Chairman of the Nigeria Governors’ Forum and Ekiti State Governor, Kayode Fayemi, on Saturday May 1 stated that insurgency in Nigeria has declined since the President Muhammadu Buhari took over the wheels of governance in 2015.
This is even as Niger State Governor Mr Sani Bello announced that the Insurgent group hoisted their flag in the state after sacking residents from over 50 villages across the state.
There has been heavy security presence in the Nation’s capital, Abuja which is barely two hours from Niger State since Bello’s announcement.
The ex-minister also said everyone is living in fear, adding that though progress has been made in the country’s counterinsurgency, his party, the All Progressives Congress, which is the government at the centre, can do better to secure lives and properties.
Fayemi spoke on Saturday at the 2021 edition of The Platform, an annual conference organised by the Senior Pastor of the Covenant Christian Centre, Lagos, Poju Oyemade.
When asked by Oyemade to score the APC government on a scale of 1 to 10, Fayemi initially declined, saying, “You cannot be judge and jury in your own case”.
But Oyemade pressed, “I will answer you back because you are coming from the Anglican Communion where you spoke to them as a Christian. When God created heaven, he judged it and said it is good. So, you should be able to evaluate and judge.”
Fayemi then reluctantly took up the challenge and said, “Yes, I was involved, I was Director of Policy and Research for the APC in our presidential campaign in 2015, the original one; not in 2019, by 2019, I was in Ekiti, I was just a foot soldier in the campaign then.
“In 2015, we promised many things but with the greatest respect, I think the most attractive promise that people bought into that we made was integrity.”
Oyemade interjected and said, “When countries run into trouble, they run to a general. The country believed there was a security problem then.
“It was because the majority believed in the integrity of the general to deliver on the issues that they were mostly agitated about – security, economy, anti-corruption, all encapsulated in the ‘Change Agenda’.

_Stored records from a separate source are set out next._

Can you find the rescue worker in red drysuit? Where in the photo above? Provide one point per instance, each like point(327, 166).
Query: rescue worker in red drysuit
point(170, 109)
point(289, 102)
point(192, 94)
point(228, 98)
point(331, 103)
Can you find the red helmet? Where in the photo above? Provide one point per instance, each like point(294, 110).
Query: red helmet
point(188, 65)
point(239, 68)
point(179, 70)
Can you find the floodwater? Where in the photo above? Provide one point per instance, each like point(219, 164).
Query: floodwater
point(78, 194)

“You could argue that we’ve put in a lot of effort in those areas but have they earned the kudos of the citizens as they should? No, they haven’t because we still have insecurity in the land.

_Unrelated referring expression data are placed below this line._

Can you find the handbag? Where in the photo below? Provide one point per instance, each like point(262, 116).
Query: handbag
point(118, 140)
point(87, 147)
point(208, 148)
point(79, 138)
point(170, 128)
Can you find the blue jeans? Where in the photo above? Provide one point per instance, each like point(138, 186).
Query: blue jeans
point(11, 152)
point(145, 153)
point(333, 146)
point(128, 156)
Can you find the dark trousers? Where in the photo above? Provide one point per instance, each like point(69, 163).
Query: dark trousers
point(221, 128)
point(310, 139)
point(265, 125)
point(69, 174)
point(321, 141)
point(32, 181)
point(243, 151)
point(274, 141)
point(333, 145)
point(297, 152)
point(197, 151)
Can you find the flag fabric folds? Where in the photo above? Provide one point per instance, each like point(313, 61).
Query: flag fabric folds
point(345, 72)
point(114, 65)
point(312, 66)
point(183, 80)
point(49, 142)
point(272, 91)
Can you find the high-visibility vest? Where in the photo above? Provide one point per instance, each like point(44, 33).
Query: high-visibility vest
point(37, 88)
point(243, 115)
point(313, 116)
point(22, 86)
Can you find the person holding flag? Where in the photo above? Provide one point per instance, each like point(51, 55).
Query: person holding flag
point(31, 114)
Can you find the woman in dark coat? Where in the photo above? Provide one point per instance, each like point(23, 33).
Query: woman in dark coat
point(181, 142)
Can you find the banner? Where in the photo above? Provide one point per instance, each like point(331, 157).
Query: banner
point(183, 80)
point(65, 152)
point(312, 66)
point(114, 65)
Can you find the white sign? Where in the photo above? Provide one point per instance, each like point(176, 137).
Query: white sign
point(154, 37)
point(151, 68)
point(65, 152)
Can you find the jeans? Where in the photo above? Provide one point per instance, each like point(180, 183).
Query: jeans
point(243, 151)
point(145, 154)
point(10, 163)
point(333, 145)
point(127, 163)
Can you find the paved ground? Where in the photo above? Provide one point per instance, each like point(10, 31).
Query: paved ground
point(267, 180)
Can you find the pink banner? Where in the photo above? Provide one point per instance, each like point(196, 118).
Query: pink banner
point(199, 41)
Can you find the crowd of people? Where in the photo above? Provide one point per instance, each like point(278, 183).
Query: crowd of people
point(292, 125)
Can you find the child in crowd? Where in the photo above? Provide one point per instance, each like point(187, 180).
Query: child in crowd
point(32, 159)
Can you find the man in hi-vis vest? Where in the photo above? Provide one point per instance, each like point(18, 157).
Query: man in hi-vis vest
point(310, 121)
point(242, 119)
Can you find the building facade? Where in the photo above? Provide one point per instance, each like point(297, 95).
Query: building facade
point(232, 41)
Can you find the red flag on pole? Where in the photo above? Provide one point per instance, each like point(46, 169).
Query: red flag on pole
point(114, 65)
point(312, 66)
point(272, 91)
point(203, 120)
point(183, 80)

“Many may disagree but I will argue that at least on insurgency – it may be a distinction without a difference – we’ve witnessed a decline.
“In relation to the problem of insurgency which was the most prominent in 2015 when we were coming in. Remember UN House bombing, the churches that were being burnt, Abuja was a no-go area, the North-East but that problem witnessed a decline in the first four years of the Buhari administration.”
The governor, however, said the insurgency has resurfaced because of the proliferation of arms, as well as the problems of the nations along Nigeria’s borders “exacerbated with the assassination of Idriss Déby” of Chad.